Remaking a classic that was swamped in controversy the first time around creates a certain set of expectations, with Rod Lurie’s 2011 version of Straw Dogs pushing the boat so far out that the 2011 film’s attempts to recreate such lightning in a bottle backlash felt nothing more than listless and manufactured.
Audiences had become increasingly desensitized to violence and graphic scenes in the 30 years since Sam Peckinpah’s original that turned into a blaze of publicity and severe edits just to secure a theatrical release, ultimately ending with the psychological thriller securing a reputation as one of the best entries in the filmography of one of cinema’s finest-ever directors.
The second stab at adapting Gordon Williams’ novel The Siege of Trencher’s Farm had a lot to live up to, then, but it resolutely failed to even trouble critics or the box office. A Rotten Tomatoes score of 43 percent, an audience average of 34 percent, and only $11 million in ticket sales on a $25 million budget only served to underline the futility of the exercise.

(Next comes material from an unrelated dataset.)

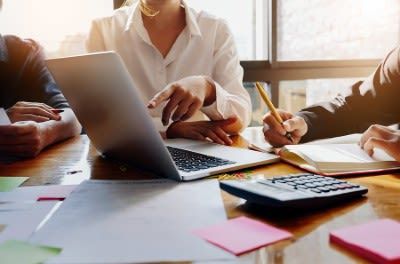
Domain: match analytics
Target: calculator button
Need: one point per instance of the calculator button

Alexander Skarsgård does give a menacing turn as the former boyfriend of Kate Bosworth’s happily married Amy, and James Woods is on reliably scene-stealing form, but the brutal set pieces that defined Peckinpah’s Straw Dogs can’t help but feel tame in an era where the torture porn fad was only just starting to die out.
In the end, the remake came and went without making a splash, but it has at least made a return to the spotlight on streaming, with FlixPatrol revealing Straw Dogs as one of ViaPlay’s most popular titles this weekend. You have to be in a certain frame of mind to enjoy Straw Dogs, but you’d struggle to enjoy Lurie’s version whatever the weather.